The short answer is no. A cough in itself is not contagious. This is often the case for people who cough due to foreign objects blocking, impeding, or irritating the airways.

However, a cough can be a method through which viruses and bacteria can be spread from one person to another, particularly if the germs can be transmitted via airborne droplets. In short, the act of coughing itself is not contagious, but what you’re coughing up might be.

Consequently, it is easy to see why people would think that coughing is contagious. However, you must understand that the infecting pathogen is what you must be wary of, not the reflexive action it comes with.

Still, it is crucial to remember that if you cough and there are people nearby, make sure that your mouth is covered to avoid passing along any type of bacteria to them.
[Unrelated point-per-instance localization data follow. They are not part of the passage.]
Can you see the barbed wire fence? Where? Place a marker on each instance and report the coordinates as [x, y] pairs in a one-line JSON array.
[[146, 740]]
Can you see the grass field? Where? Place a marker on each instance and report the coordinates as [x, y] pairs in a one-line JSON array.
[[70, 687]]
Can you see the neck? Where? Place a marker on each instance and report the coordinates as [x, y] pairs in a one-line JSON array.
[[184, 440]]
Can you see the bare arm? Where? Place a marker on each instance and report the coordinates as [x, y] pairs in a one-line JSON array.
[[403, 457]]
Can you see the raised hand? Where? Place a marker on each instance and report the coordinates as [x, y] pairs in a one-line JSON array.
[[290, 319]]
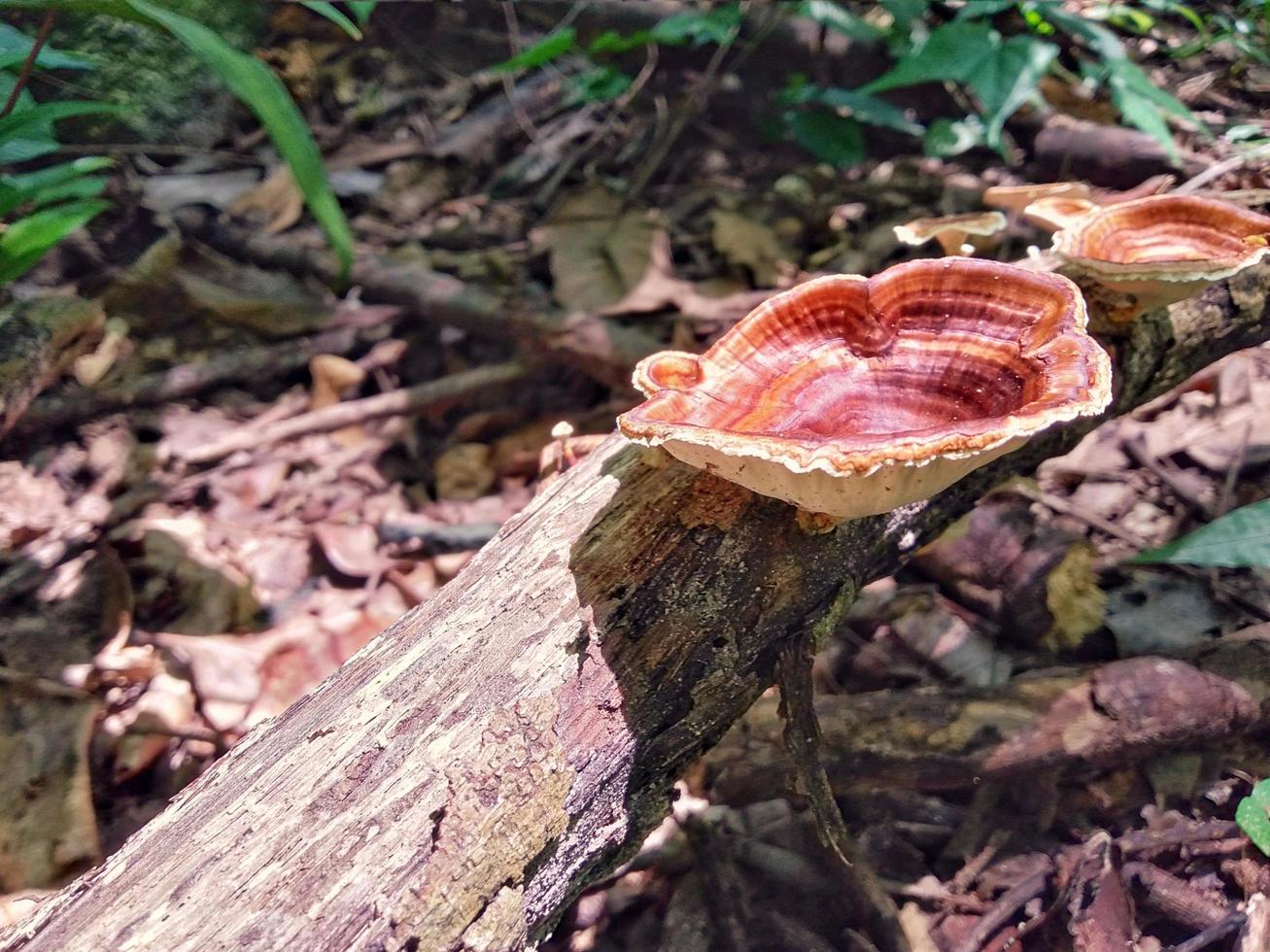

Also, if you are within earshot of someone with a cough, it is better to steer clear of the person if you’re not sure what caused his cough. This is to avoid catching a cold or flu viruses in case they do suffer from such contagious illnesses.

A Quick Roundup

Coughing is a good thing in the sense that it helps protect a person suffering from serious respiratory issues, particularly those that may impede breathing. However, some of the underlying reasons that cause a person to cough may be spread through the reflexive action of coughing.

If you don’t know what caused a person to cough, always cover your nose and mouth in case they carry pathogens that could be spread through airborne droplets.